ビバ!遊園地!
遊園地。私は玲奈ちゃんを連れて四人で来ていた。
「これ全部社員か……」
「正確に言うと父さんが直で経営してる会社だけのね。系列が多すぎて全員となるとこの遊園地じゃ狭すぎるわ」
そらそうだ。
傘下が多く、傘下は一番だろう。阿久津グループは。噂では国家予算並みの純資産があるんだとか。国家予算並みってファンタジーかなんかかと思うけど……。

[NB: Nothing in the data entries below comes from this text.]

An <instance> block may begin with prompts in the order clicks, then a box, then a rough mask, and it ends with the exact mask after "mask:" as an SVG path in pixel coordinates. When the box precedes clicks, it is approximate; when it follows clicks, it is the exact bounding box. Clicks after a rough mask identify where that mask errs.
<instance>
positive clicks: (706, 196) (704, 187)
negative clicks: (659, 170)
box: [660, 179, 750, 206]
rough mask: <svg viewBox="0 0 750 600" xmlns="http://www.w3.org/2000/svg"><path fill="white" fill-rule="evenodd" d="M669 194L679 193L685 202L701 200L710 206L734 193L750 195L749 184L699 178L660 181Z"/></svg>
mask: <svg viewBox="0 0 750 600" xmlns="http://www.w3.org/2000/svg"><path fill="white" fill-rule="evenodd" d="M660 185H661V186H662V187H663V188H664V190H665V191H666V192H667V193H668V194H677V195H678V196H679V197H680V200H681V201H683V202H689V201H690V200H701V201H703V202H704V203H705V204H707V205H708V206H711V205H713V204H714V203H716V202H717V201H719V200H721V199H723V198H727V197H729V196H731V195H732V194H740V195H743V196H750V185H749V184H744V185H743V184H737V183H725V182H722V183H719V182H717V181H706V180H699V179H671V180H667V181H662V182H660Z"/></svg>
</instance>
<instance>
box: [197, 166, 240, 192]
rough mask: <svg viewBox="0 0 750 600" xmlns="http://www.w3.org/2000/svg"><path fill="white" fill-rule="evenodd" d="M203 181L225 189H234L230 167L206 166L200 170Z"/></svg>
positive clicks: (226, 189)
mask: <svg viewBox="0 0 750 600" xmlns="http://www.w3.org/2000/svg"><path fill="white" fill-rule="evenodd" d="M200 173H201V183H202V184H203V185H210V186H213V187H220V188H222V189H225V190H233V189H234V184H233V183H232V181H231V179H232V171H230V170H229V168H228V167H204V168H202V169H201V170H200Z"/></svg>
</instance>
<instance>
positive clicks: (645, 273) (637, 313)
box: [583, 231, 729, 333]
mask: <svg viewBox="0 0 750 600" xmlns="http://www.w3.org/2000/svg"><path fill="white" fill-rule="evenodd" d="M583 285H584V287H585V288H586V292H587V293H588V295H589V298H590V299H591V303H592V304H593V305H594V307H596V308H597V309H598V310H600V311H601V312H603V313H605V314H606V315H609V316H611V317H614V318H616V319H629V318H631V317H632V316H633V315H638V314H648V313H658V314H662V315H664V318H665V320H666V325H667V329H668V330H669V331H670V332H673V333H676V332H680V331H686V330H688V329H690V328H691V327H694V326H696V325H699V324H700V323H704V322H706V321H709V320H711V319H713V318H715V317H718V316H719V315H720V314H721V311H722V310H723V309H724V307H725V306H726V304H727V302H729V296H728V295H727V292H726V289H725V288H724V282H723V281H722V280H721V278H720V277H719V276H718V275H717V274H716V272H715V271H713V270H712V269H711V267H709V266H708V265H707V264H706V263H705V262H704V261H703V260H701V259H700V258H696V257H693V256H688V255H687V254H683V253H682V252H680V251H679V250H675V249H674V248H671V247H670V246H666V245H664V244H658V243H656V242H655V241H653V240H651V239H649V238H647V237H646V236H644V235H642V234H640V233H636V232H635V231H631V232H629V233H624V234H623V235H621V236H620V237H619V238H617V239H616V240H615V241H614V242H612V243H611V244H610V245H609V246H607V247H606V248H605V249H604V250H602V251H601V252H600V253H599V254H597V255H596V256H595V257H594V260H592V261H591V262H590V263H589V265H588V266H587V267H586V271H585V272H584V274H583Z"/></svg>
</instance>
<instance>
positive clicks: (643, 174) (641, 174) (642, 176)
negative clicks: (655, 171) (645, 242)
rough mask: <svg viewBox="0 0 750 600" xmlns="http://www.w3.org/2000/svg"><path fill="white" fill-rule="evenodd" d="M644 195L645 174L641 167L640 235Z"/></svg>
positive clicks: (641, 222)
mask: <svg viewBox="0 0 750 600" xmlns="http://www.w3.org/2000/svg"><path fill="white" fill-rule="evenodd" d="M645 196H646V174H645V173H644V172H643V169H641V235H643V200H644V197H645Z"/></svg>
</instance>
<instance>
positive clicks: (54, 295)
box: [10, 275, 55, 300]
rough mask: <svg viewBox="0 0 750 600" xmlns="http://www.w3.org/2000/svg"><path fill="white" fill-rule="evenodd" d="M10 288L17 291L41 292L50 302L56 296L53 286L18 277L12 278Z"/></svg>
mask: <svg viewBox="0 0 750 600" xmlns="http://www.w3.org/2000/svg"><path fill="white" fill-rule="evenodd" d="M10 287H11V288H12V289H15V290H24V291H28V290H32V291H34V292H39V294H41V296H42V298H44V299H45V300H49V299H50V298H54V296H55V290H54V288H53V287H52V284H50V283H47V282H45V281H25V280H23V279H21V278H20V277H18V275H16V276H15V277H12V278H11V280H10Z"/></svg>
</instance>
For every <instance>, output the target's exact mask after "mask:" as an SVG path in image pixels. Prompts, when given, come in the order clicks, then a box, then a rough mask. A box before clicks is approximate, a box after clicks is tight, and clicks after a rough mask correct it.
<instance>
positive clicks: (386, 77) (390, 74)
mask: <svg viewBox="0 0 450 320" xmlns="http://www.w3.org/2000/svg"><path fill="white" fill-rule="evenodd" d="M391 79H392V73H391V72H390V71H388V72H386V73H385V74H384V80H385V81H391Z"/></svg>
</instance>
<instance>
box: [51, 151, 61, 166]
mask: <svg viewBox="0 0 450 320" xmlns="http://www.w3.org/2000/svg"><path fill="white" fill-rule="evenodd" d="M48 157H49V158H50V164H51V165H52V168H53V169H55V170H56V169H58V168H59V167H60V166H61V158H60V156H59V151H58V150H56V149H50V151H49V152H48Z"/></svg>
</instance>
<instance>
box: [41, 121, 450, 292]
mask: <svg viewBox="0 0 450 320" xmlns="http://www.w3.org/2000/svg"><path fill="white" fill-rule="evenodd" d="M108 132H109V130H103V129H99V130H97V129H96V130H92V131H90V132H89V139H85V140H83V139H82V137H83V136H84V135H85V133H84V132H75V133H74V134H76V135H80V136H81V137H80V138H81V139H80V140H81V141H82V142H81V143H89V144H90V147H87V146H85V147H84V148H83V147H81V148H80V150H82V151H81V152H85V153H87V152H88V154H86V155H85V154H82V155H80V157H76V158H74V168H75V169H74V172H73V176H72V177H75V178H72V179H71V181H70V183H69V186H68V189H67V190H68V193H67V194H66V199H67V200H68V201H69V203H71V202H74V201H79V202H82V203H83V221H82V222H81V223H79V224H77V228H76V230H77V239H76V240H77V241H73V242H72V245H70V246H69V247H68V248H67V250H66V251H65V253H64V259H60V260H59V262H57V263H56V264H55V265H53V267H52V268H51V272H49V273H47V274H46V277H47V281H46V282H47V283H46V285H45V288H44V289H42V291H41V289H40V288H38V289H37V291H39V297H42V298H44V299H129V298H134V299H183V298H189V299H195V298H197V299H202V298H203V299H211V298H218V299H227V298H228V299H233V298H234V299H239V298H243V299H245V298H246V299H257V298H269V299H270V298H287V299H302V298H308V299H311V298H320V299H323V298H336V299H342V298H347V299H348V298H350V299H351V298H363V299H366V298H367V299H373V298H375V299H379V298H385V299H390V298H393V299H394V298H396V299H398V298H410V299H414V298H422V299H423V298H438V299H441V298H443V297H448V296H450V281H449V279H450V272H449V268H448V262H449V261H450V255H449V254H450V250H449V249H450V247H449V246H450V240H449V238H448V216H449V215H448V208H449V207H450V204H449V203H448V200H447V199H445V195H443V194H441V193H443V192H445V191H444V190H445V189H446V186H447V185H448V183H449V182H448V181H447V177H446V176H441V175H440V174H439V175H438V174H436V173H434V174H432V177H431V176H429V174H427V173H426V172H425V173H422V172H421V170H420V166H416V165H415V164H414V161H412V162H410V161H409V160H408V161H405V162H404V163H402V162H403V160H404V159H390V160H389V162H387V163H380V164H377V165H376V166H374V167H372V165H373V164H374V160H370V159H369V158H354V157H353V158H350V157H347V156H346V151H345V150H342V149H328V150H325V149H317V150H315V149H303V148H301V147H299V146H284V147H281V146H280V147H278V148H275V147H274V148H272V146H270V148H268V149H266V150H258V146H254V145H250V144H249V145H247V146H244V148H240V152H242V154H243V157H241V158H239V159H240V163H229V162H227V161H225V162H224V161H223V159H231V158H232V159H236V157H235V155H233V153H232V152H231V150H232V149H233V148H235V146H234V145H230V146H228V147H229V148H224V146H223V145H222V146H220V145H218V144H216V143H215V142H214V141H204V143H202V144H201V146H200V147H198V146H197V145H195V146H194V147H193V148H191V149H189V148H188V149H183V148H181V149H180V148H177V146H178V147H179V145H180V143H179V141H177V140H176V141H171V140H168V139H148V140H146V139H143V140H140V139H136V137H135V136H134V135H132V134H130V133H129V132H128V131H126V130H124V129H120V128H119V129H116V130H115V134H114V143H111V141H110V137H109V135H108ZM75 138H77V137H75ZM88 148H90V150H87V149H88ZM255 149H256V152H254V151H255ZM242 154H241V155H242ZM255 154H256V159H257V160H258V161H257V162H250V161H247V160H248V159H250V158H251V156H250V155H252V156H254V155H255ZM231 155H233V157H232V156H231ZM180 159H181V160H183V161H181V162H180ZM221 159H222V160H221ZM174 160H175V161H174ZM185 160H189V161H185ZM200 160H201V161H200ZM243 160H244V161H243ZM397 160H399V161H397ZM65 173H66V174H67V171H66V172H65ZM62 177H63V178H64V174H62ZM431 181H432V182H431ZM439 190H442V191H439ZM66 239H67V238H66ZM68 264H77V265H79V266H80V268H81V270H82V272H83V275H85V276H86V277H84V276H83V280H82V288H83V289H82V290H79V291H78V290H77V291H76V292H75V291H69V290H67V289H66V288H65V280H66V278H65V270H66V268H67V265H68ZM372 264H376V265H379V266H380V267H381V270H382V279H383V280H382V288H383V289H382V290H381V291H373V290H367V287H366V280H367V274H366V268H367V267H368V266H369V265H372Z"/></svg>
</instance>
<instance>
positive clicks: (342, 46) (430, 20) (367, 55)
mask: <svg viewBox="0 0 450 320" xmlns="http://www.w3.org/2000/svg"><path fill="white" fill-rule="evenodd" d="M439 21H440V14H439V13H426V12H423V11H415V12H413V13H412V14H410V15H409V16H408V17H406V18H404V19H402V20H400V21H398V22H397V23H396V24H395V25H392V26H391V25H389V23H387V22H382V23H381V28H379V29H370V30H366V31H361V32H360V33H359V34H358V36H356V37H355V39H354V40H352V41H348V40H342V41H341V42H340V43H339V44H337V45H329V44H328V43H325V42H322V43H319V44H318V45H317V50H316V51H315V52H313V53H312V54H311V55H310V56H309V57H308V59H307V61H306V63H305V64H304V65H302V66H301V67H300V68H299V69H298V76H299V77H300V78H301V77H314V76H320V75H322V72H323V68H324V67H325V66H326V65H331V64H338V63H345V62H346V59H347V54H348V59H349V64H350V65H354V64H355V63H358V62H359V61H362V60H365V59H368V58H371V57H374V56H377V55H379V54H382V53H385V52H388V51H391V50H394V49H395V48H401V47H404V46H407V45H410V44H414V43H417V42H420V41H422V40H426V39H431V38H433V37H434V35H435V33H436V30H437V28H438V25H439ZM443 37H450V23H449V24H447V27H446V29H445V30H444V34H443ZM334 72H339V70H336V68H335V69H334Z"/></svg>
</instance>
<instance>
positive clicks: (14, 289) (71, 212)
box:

それを経営する阿久津。本当に普段めっちゃ気軽に接してるけどこいつ本当に近づくとやばい奴なんだよな家がやばすぎて……。こいつが欲しいといえば基本手に入るし、いらないといえば本当に路頭に迷うことになるからな……。
「めっちゃ楽しそうにはしゃいでるぅ……」
「楽しむのも業務だからよ。これも一応仕事で金が発生して……」
「遊ばせてもらえる上に金もらえんの? やばくね?」
「社員のモチベを少しでもあげて成果を上げるのよ」
ほへえ。すげえ会社だな……。
社員のモチベの為に遊園地一つ貸切るって……。金持ちスゲー。
「悪い環境は悪い結果しか生まないのよ。良い結果を生むのならばよい環境から。過ごしやすい環境を与えることによって社員も頑張ってくれるのよ」
「人って単純だな」
「まったくもってその通り」
私将来月乃の会社に勤めるわ。特にやりたいこともないし。月乃のコネで入れさせてくれ。
「あ、父さんだ。おーい」
と、月乃が手を振っている。月乃の父さんは笑顔でこちらにふりふりと手を振っていた。頭にはなんか被り物をしている。はしゃいでるなー。一番楽しんでそうなんだけど……。
私と白露も一応礼だけはしておいた。
「って言うか社員が来てるならどっかに叔父さんいるよな?」
「パン子の叔父さんは急ぎの仕事があるから会社よ。もちろん今日仕事があってこれなかった人たちにも後日なにかするわ」
「叔父さんこういうときに限って仕事とかあるからなー」
「まったく。叔父さんの上司がちょっと無能なのよねえ。仕事を溜めとくタイプなのよ」
「そういうの嫌いだわー」
「ね? でも一応仕事は真面目にこなしてるから文句も言えないのよね」
それが一番タチ悪い。
仕事は真面目にこなしてるんだもんなあ……。その上司のせいでこれなかったとなるとちょっと不憫だ。
「その上司は遊園地には?」
「もちろん来させないわよ。仕事させてるわ。パン子の叔父さんに全部放り投げて悠々と遊ばせるものですか」
「そらそうだ」
人に押し付けて自分は遊ぶって言うのは月乃滅茶苦茶嫌いだもんな。自分のことは基本自分でやるしな月乃は。
「ま、そんなことはいいから遊びましょう! まずジェットk」「メリーゴーランド乗りたい!」「メリーゴーランド乗りましょう!」
子供のわがままには付き合う月乃さん。